Sous des cataractes de pluie et dans un fracas d’écume, deux géants s’affrontent. D’un côté, l’Amazonie qui déverse à pleins flots ses eaux douces. De l’autre, l’Atlantique, salé, qui résiste. Le combat forme un champ de bataille périlleux : sables mouvants, courants trompeurs, vagues, orages… L’imprudent voyageur n’a d’autre choix que de se recroqueviller sur sa pirogue pour attendre l’accalmie. Dans leur étreinte aquatique, la jungle et l’océan ne tolèrent aucun arbitre ni témoin.
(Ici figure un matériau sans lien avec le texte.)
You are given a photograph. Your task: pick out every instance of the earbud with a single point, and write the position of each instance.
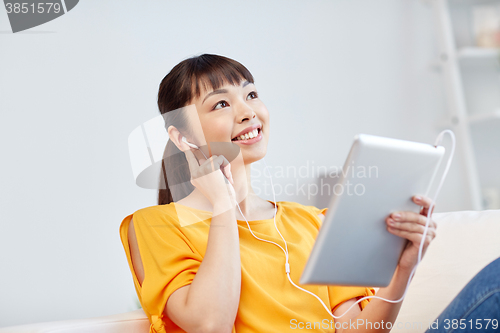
(189, 144)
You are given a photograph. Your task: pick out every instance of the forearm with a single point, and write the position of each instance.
(214, 294)
(379, 311)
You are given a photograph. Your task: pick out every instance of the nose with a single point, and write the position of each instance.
(244, 112)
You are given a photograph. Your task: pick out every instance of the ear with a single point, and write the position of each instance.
(176, 137)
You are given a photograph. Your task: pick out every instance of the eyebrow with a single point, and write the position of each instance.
(222, 91)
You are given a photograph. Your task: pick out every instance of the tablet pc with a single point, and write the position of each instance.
(380, 176)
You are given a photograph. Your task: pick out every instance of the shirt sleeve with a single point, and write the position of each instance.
(340, 294)
(170, 262)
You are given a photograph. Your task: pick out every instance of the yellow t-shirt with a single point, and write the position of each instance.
(172, 240)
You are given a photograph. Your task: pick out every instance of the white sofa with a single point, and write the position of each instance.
(466, 242)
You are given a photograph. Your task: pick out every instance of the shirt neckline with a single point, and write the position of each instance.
(278, 213)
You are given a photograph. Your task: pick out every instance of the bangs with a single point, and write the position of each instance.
(211, 74)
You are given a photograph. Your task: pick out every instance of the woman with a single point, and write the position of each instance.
(196, 265)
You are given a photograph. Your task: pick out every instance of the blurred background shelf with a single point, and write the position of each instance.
(481, 118)
(469, 61)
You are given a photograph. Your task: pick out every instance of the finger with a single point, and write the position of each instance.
(411, 227)
(225, 167)
(423, 201)
(227, 171)
(407, 216)
(192, 160)
(413, 237)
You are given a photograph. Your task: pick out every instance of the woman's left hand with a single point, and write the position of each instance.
(411, 226)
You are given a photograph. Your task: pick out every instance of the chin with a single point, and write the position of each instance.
(249, 158)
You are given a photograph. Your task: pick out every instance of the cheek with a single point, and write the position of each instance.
(218, 131)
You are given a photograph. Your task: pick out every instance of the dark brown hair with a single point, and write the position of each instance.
(177, 90)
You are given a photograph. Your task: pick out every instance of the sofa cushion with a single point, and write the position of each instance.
(465, 243)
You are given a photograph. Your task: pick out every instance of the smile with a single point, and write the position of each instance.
(249, 137)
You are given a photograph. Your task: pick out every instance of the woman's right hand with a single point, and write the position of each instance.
(211, 178)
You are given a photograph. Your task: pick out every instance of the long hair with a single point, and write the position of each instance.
(177, 90)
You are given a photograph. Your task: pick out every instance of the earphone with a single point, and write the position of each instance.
(191, 145)
(429, 212)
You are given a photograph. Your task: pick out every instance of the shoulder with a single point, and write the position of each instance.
(154, 215)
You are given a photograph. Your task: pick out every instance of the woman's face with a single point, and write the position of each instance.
(229, 111)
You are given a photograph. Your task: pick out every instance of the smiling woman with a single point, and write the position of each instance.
(196, 262)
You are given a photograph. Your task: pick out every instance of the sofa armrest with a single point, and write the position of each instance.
(465, 243)
(130, 322)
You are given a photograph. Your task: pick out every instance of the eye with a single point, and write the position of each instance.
(221, 103)
(253, 95)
A l’extrême nord du Brésil, la forêt tropicale révèle sa façade maritime. Celle-ci s’étend sur 600 kilomètres, à hauteur de l’équateur, le long des côtes de l’Etat de l’Amapa. Apparaît ici une Amazonie singulière, moins connue, celle des mangroves profondes et des marées démesurées. C’est le siège du pororoca, « grand fracas », en langue indigène tupi, redoutable mascaret né du brutal télescopage entre les eaux du continent vert et celle du grand bleu.
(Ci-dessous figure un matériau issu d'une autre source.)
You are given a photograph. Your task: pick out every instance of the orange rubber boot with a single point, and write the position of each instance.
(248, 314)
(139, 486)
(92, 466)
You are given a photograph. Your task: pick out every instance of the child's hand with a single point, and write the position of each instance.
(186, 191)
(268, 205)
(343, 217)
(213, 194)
Ce monde hostile, suspendu entre deux immensités, est resté longtemps un repaire de pêcheurs, d’orpailleurs et d’aventuriers. Mais, depuis peu, les choses ont radicalement changé. Dans la cité d’Oiapoque, à l’embouchure du fleuve du même nom, face à la Guyane française, on pioche, on asphalte et on bâtit à tour de bras. Le vacarme des marteaux-piqueurs étouffe le rugissement du pororoca, et la région brûle d’une fièvre plus tenace que n’importe quelle maladie tropicale : celle de l’or noir.
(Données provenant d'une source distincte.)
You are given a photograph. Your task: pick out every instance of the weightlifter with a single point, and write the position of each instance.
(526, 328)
« Le pétrole va aider tous ceux qui aspirent à une ville meilleure », s’enflamme Marcelo Darcio Souza de Santos, 56 ans, patron d’une échoppe au marché. Comme la quasi-totalité des 30 000 Oiapoquenses, cet homme menu a applaudi la décision des autorités, qui ont donné, le 20 octobre, leur feu vert à l’exploration pétrolière au large de l’Amazonie brésilienne. La décision, une première dans la région, a fait l’effet d’un coup de tonnerre dans le ciel tropical, alors que s’ouvre, le 6 novembre, à Belem, un sommet des chefs d’Etat en prélude à la 30e conférence des Nations unies sur le climat (COP30).